The 35-year plan for the major tourist attraction off the Queensland coast includes a complete and permanent ban on the dumping of capital dredge material in the area and sets targets to improve water quality and marine life populations.
The plan would “secure Australia’s majestic Great Barrier Reef as a place of outstanding universal value on the World Heritage List,” Abbott said.
The UN Educational, Scientific and Cultural Organization has threatened to put the reef on its danger list due to threats from dredging, climate change, farm run-off and the destructive crown-of-thorns starfish.
However, Abbott said the reef was a priority for his conservative government, adding that the Reef 2050 Long Term Sustainability Plan addressed all of the international community’s concerns.

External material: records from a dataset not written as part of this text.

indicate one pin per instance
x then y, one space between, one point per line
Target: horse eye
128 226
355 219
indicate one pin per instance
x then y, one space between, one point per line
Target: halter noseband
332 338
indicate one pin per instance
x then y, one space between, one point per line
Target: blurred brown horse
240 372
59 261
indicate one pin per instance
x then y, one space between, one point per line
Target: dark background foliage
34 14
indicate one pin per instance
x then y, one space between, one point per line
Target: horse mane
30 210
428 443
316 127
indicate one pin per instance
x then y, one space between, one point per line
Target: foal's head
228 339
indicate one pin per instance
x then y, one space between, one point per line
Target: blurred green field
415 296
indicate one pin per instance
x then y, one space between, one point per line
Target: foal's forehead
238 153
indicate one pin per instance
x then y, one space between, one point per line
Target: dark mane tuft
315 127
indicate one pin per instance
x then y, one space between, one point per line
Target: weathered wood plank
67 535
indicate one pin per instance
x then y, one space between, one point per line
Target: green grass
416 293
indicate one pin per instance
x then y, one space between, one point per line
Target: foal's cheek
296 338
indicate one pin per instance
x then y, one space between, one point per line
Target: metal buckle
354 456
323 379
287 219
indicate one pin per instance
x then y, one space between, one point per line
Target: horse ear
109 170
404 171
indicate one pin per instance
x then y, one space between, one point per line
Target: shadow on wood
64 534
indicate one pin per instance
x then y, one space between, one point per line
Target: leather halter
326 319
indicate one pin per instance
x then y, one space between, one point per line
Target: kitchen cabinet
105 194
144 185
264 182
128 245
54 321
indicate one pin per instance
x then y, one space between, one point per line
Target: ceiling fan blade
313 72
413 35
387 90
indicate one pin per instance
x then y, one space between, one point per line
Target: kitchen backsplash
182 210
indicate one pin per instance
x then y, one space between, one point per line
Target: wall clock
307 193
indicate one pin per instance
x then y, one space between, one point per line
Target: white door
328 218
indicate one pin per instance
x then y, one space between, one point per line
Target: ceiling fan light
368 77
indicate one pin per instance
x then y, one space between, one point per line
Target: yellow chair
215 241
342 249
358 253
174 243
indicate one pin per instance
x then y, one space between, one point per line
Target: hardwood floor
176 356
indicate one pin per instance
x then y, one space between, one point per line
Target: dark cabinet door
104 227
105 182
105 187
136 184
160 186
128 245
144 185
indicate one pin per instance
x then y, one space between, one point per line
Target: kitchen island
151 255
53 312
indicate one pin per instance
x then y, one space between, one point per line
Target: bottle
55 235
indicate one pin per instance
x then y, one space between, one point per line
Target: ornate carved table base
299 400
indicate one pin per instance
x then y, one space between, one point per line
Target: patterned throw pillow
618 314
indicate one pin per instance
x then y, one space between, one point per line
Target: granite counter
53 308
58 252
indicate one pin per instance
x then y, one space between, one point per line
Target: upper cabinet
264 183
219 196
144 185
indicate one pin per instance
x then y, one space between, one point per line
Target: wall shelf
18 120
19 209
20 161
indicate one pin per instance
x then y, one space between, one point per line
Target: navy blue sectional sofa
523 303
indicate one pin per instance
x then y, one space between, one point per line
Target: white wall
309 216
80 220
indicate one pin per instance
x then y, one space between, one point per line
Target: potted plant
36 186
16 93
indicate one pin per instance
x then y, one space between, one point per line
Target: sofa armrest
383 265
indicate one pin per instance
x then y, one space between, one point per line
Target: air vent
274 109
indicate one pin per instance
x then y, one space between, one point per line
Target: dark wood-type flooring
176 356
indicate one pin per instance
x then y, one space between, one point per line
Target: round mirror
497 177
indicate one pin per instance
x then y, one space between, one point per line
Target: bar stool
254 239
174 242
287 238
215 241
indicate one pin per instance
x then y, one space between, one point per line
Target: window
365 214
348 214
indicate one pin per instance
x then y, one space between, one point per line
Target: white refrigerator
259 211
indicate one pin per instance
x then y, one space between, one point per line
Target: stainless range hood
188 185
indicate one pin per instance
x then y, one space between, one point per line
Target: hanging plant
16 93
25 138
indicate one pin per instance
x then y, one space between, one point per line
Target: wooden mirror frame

“At the highest level this is a subject where Australia is telling our international partners ... that we are utterly committed as an entire nation to the protection of the Great Barrier Reef,” Abbott told reporters in Queensland.
The Great Barrier Reef, which stretches over 2,300km is a maze of about 3,000 coral reefs and 1,050 islands along the northeast coast of Australia teeming with marine life.
Australian Minister for the Environment Greg Hunt said the plan was designed to ensure that for each successive decade between now and 2050, the quality and universal values of the reef improved.
“The heart of this plan and program is about better water quality with hard targets, including a 50 percent reduction in nitrogen by 2018 and an 80 percent reduction in nitrogen by 2025,” Hunt said.
Pesticide loads in priority areas must drop by at least 60 percent by 2018 while populations of turtles, dolphins and dugongs must be either stable or increasing by 2020.
Queensland Minister for the Environment Steven Miles said that the plan addressed the biggest medium-term threat to the reef, which is that of sediment, nutrients and pesticides run-off, and also committed the state to limiting port expansion to four sites.
“I believe that with it we will be able to convince the World Heritage committee that not only should they not list the reef as in danger, but that we will keep the reef from actually being in danger,” he said.